Numerical methods are techniques used to approximate the solutions to mathematical problems that may be difficult to solve analytically. In calculus, numerical methods are vital for approximating definite integrals when an exact symbolic solution is complex or impossible to find.
These methods involve algorithms that compute the integral's approximate value based on function evaluations at specific points.

• Some common numerical integration methods include the Trapezoidal Rule, Simpson's Rule, and the Midpoint Rule.
• They vary in complexity and accuracy, often needing more computational resources to improve precision.

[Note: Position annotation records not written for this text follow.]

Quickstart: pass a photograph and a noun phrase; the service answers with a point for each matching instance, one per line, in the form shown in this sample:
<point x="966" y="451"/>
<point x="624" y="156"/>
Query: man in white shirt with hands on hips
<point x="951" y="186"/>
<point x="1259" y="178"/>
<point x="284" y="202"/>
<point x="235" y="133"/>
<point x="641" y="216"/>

In our example, we applied a numerical method—Simpson's Rule—to approximate the integral \( \int_{0}^{\pi / 2} \cos^2 x \, dx \). By using a computer algebra system to evaluate the integral over many data points, the numerical approximation was closely aligned with the symbolic solution, \( \frac{\pi}{4} \). The more points we evaluate, the more accurate our approximation becomes.

Pythagorean Identities

Pythagorean identities are fundamental trigonometric relationships that express functions of angles in terms of the square of sine and cosine functions. These identities are vital for transforming complex trigonometric expressions into simpler, more integrable forms.
In our exercise, the Pythagorean identity \( \sec^2 x = 1 + \tan^2 x \) was key to simplifying the integrand of our definite integral problem. By recognizing this identity, we could convert \( \frac{1}{1+\tan ^{2} x} \) to \( \cos^2 x \), facilitating the process of finding an antiderivative.

• Pythagorean identities are: \( \sin^2 x + \cos^2 x = 1 \), \( 1 + \tan^2 x = \sec^2 x \), and \( 1 + \cot^2 x = \csc^2 x \).
• These identities help simplify and solve various trigonometric equations.

Understanding and applying these identities is crucial in symbolic integration, as demonstrated in our solution.

Simpson's Rule

Simpson's Rule is a numerical method used to approximate the value of definite integrals. This technique is particularly effective for functions that are well-behaved, such as those that are smooth and continuous over the interval of integration.
Simpson's Rule estimates the area under a curve by fitting parabolas to segments of the curve and calculating these areas. It provides a more accurate approximation compared to simpler methods like the Trapezoidal Rule by considering the curvature of the function rather than just linear approximations.
In our exercise, we employed Simpson's Rule to approximate the integral \( \int_{0}^{\pi / 2} \cos^2 x \, dx \). With a computer algebra system, we implemented this technique by evaluating the integrand at numerous equally spaced points, refining our approximation. The result was an integral value nearly equivalent to that found using symbolic integration.

• The accuracy of Simpson's Rule increases with the number of subdivisions, resulting in a more precise estimation.
• Optimal for scenarios where analytical solutions are challenging to derive.

Using Simpson's Rule can provide valuable insights into solving integrals numerically.